The economy grew at a 5.7 percent annual pace in the last quarter of 2009, a GDP report out last Friday indicated. This is up from the 1.5 percent growth in the previous quarter, marking the second consecutive quarter of growth.
5.7 percent is a torrid rate of growth compared to the 3 percent average annual growth for mature developed economies such as the U.S. However, despite the higher than expected growth experienced at the end of the year, analysts and economists both remain pessimistic. The stock markets reaction indicated it also, was less than impressed, actually losing ground.
So why such pessimism after two straight quarters of growth? The answer is that the numbers aren’t as rosy as they look.

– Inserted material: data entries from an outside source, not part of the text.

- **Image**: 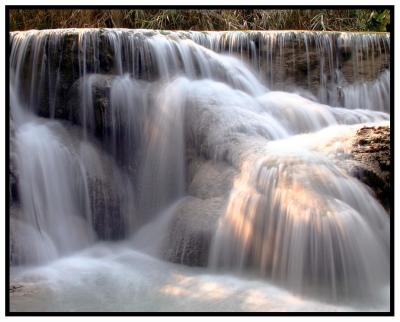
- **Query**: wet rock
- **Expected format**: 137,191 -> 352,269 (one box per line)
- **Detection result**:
165,156 -> 237,266
165,197 -> 227,266
8,120 -> 19,205
67,74 -> 116,136
351,126 -> 391,213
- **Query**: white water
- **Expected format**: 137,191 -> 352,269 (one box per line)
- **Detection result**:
11,30 -> 390,311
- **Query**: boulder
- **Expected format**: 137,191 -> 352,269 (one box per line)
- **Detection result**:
164,197 -> 227,266
351,126 -> 391,213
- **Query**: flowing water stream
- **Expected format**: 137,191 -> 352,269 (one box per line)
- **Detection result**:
10,29 -> 390,311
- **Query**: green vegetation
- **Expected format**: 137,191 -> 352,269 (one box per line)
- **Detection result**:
10,9 -> 390,31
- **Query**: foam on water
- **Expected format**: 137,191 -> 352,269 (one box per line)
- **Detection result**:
10,29 -> 390,311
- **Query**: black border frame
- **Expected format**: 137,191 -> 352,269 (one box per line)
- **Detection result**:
5,5 -> 395,316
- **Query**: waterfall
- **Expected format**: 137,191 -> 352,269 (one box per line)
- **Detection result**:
10,29 -> 391,310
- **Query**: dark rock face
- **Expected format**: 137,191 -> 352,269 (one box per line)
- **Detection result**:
66,74 -> 115,137
351,126 -> 391,213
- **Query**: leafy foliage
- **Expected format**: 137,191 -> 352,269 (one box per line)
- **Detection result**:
9,9 -> 390,31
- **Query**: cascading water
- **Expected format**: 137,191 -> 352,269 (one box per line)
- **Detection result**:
10,29 -> 390,311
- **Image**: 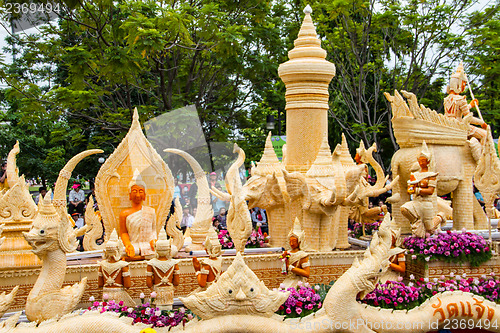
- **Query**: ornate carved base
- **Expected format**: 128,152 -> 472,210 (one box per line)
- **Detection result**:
405,254 -> 500,279
0,251 -> 363,311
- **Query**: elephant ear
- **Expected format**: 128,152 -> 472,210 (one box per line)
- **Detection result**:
283,170 -> 309,200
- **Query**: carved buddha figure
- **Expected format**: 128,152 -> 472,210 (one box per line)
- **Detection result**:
146,229 -> 180,310
282,218 -> 311,289
97,229 -> 135,306
193,228 -> 222,293
120,169 -> 156,260
444,63 -> 488,144
401,141 -> 446,237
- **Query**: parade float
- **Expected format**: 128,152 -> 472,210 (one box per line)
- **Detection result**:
0,6 -> 500,332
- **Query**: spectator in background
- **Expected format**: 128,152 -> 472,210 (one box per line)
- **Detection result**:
210,183 -> 226,212
181,206 -> 194,233
0,162 -> 9,191
473,186 -> 484,208
85,184 -> 99,210
68,183 -> 85,216
250,207 -> 268,232
215,207 -> 227,229
35,186 -> 47,205
174,177 -> 181,200
208,172 -> 217,188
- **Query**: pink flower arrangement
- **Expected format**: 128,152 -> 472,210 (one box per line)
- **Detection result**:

When economic spending slows, businesses also slow on inventory stocking, so their inventory levels begin to deplete. Eventually businesses will have to restore inventory levels and the spending that comes from that gives a large economic boost, but if the economy has not returned–it is only a one-time boost.
According to the Commerce Department’s report, business inventory re-stocking accounted for 3.4 percent of the GDP figure. Excluding the re-stocking the economy only grew at a 2.2 percent clip.
This is depressing for individuals hoping to see the sky-high double digit unemployment rate decline, because the report indicated that to reduce it by only one percent, the economy would have to continue its torrid pace of the last quarter of 2009. This is unlikely with business inventories re-stocked and government stimulus fading.
Most economists believe the current quarter’s growth will be much more down to earth around 2.5 percent, and expect the full year’s growth to be slightly less than that, keeping the unemployment over ten percent for most of the year.
President Obama offered initiatives to help small businesses, the growth engine of the economy, to continue the economic recovery. He proposed using remaining funds from the bank bailout in 2008 as credit for small businesses, and offering a $5,000 tax credit for every individual small businesses hire in 2010.
If those measures were passed it would still not address the consumer, who has been scared into submission by high unemployment and stagnant wages. Consumer spending accounts for two-thirds of the U.S. GDP and will be essential for the economic recovery to pick up.